If data are stored under individual management, in addition to ensuring they are accessible to/retrievable by at least two people, some handover policy would be required, so that if the data owner or primary data steward left the University, the data would continue to be accessible, either at the University or elsewhere.
Data that are archived by any of the above means should be write-protected, so that once they are stored in their definitive form, they cannot be further modified. It is advisable to have a designated steward for archived data within a research group or department, who maintains a register of archived datasets, their locations, and responsible owners.

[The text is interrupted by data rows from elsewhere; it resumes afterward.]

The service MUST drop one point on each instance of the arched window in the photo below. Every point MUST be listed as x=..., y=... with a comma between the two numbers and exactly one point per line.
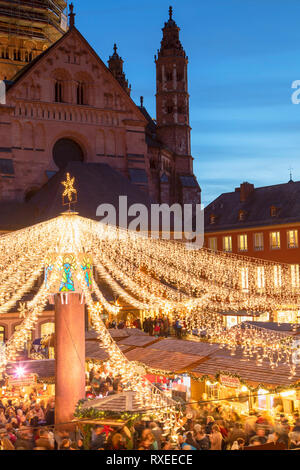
x=47, y=328
x=2, y=334
x=80, y=93
x=58, y=91
x=65, y=151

In each case described above, you should create a metadata record in the University's Research Data Archive describing the data and the means by which they can be accessed, so that others can find out about the data and request access to them. If a request to access the data is received, this can be granted by inviting the requester to view the data on site (if this is feasible), or by arranging (at their expense) to send a hard drive containing a copy of the relevant data.
Non-digital (offline) data
Non-digital data should be stored in a secure School or Department archive or office. At least one colleague (for example, a departmental administrator) should have a record of where the data are and how they can be accessed. Ideally this information would be held in an information asset register maintained by the School or Department; if no such register exists you may wish to establish one, even if only with your research group.
You should create a metadata record in the University's Research Data Archive describing the data and the means by which they can be accessed, so that others can find out about the data and request access to them.
If data are stored under your authority and you leave the University, you must hand them over to a colleague if you leave them behind, or provide a forward contact if you take them with you.